But Rafe would have his reasons, perhaps keeping friends close and enemies closer. Watt apparently had been part of Rafe’s life like Jordy, except not as loyal, even antagonistic. He maintained his old duties of helmsman and bosun when necessary, but he said nothing to anyone, and his dark gray eyes held a steely edge that sliced through Phoebe whenever she accidentally crossed their path of sight.
As she did too often, Phoebe allowed her gaze to stray to the brig’s quarterdeck in the hopes that the captain would cross her line of sight. He stood at the binnacle, half turned toward Jordy at the wheel, Mel beside him and Fiona cavorting around their feet. Sunlight gleamed in his garnet hair, and the breeze flirted the ends of the strands against his cheeks. Phoebe’s fingers itched to brush it back, smooth it to its normal satin texture, touch his face.
She snapped open the book and stared at the page without seeing the printed words. Instead, she saw other words, words written with a broken quill pen and poor quality ink. Words written in her hand and betraying Rafe’s trust.
For his own good, of course. Of course it was. He must not continue on his mission. It would destroy him in spirit, if not in body too.
But they were words, words and actions that kept her from going to him and attempting to break down the barrier he had erected since the night she kept talking to him so he wouldn’t do something foolish. She’d sacrificed her own reputation for the sake of his soul. Then she’d unleashed potential wrath upon him in the name of stopping him from becoming a man he himself could never respect—a cold-blooded killer.

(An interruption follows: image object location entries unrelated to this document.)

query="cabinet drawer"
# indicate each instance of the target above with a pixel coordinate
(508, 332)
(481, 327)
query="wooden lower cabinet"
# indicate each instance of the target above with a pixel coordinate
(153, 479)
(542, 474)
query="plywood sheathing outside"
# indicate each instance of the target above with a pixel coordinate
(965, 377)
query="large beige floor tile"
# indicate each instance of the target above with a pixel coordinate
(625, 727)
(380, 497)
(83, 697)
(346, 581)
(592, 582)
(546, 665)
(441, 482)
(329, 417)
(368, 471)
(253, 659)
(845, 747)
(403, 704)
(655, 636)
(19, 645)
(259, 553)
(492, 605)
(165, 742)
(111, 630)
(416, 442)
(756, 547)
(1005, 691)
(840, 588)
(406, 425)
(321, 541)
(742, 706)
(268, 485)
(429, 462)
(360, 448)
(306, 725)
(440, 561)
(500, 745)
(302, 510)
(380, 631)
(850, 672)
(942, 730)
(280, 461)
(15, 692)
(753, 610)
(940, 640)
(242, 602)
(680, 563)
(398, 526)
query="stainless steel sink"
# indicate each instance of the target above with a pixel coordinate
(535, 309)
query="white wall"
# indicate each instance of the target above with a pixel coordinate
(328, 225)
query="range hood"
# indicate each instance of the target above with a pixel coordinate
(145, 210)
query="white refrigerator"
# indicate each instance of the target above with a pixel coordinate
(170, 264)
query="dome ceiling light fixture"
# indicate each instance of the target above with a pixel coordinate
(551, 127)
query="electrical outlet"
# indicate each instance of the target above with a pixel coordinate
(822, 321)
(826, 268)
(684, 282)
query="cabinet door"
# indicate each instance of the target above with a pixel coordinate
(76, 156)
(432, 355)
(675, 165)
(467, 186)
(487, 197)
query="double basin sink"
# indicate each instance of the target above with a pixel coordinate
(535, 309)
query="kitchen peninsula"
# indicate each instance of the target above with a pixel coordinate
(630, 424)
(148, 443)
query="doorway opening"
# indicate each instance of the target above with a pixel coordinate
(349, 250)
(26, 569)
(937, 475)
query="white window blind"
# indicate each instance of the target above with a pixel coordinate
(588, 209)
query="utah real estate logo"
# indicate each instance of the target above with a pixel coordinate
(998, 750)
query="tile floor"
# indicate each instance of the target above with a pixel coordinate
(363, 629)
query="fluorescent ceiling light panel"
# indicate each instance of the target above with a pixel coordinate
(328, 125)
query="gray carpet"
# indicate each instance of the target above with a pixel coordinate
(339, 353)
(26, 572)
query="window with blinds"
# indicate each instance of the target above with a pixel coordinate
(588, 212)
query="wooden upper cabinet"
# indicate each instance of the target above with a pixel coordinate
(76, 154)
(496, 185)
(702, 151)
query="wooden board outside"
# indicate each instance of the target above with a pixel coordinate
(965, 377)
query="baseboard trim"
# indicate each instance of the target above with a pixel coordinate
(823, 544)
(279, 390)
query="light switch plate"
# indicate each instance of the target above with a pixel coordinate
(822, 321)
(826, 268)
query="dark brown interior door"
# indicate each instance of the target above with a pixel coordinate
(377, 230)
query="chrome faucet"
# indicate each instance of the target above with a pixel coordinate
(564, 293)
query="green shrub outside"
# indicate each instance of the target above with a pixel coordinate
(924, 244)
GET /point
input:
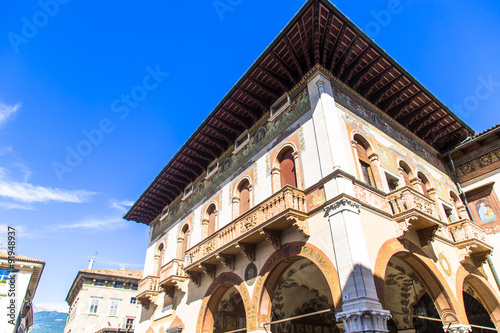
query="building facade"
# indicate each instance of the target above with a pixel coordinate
(317, 197)
(19, 277)
(103, 300)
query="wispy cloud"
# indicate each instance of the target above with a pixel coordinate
(92, 224)
(122, 206)
(7, 111)
(13, 205)
(26, 192)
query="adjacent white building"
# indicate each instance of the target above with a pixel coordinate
(103, 300)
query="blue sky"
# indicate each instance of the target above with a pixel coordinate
(64, 84)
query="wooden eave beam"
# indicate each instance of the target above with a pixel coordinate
(284, 66)
(263, 103)
(294, 56)
(282, 82)
(226, 135)
(356, 79)
(329, 60)
(346, 70)
(236, 129)
(341, 61)
(364, 89)
(268, 89)
(303, 42)
(252, 112)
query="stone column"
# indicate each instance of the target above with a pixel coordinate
(457, 328)
(361, 309)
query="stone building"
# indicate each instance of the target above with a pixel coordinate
(318, 197)
(19, 278)
(103, 300)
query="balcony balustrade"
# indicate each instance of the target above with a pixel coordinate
(171, 276)
(265, 221)
(470, 239)
(147, 289)
(413, 210)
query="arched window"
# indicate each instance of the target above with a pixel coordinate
(160, 254)
(405, 172)
(244, 189)
(184, 238)
(211, 212)
(424, 183)
(287, 169)
(362, 147)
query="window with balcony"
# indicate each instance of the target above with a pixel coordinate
(244, 194)
(113, 307)
(94, 305)
(211, 212)
(184, 239)
(160, 254)
(365, 165)
(424, 183)
(405, 171)
(287, 170)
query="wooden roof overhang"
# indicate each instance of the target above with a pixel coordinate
(318, 34)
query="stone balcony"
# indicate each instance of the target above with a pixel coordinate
(171, 276)
(265, 221)
(414, 211)
(148, 288)
(470, 239)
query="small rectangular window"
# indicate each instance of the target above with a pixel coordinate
(129, 324)
(113, 308)
(278, 106)
(94, 305)
(241, 141)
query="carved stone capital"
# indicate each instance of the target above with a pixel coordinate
(301, 225)
(195, 277)
(364, 321)
(248, 250)
(227, 260)
(273, 237)
(457, 328)
(343, 204)
(426, 236)
(209, 270)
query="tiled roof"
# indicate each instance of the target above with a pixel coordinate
(116, 272)
(5, 255)
(491, 129)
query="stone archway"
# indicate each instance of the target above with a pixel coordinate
(472, 284)
(225, 304)
(283, 275)
(404, 266)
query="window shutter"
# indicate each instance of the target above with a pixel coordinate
(406, 177)
(287, 169)
(244, 197)
(362, 153)
(211, 220)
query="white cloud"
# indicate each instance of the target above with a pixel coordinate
(28, 193)
(122, 206)
(51, 306)
(13, 205)
(93, 224)
(6, 111)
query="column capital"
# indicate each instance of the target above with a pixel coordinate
(364, 320)
(457, 328)
(341, 205)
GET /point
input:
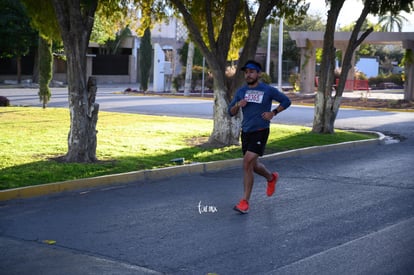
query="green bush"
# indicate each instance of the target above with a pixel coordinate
(266, 78)
(394, 78)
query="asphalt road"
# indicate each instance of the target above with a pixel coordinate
(348, 211)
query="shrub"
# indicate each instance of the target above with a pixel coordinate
(266, 78)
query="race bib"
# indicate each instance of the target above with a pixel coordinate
(254, 96)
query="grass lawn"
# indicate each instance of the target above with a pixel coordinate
(31, 138)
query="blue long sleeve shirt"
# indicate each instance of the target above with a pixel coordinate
(259, 100)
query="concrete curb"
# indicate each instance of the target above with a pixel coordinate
(168, 172)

Quite simply, guilt kept them apart. Phoebe’s guilt stemmed from the letter she’d sent to Dominick Cherrett. And Rafe’s? Guilt over bringing her along against her will. Kissing her. Or perhaps simply remorse over telling her too much about his past. Whatever his reason, an invisible wall lay between them no matter where either of them moved about the brig.
Her gaze strayed to the quarterdeck again. He and Mel faced Phoebe and Belinda now, faced the sun to take the noon bearings, identical sextants in their hands. Light flashed off the glass of the instruments, dazzled Phoebe’s eyes.
Her heart squeezed, and she looked away.
“You’re not reading,” Belinda said.
“No, I’m not.” Phoebe tried making sense of the words again, tried to transfer them from her eyes to her mouth so Belinda could continue to sew baby garments.
And Phoebe wondered if Dominick would get the letter. Would he or could he act upon it? That Rafe would never forgive her she did not doubt for a moment. If it spared his life, she didn’t care.
At least she told herself she didn’t care.
“Phoebe.” Belinda heaved a sigh of exasperation. “You stopped reading in the middle of the sentence.”
Phoebe closed the book. “I’m sorry. I can’t read in this light.”
The sextants had been returned to the drawer in the binnacle. Father and daughter bent over a slate, working out the calculations of longitude and latitude, no doubt. Their brows furrowed in identical manners of concentration. Fiona pawed at Mel’s leg.
Phoebe rose. She needed to stop playing the coward and approach him, make him talk to her. She had thought they were developing a friendship, as much as a man and woman could be friends. At least a comfortable camaraderie. Approaching him should be easier with his daughter beside him. Surely he wouldn’t be rude to her in front of his daughter.
“Where are you going?” Belinda asked.
“Aft.” Phoebe set the book on her abandoned chair, ignored Belinda’s protest, and set her feet on a path toward the quarterdeck.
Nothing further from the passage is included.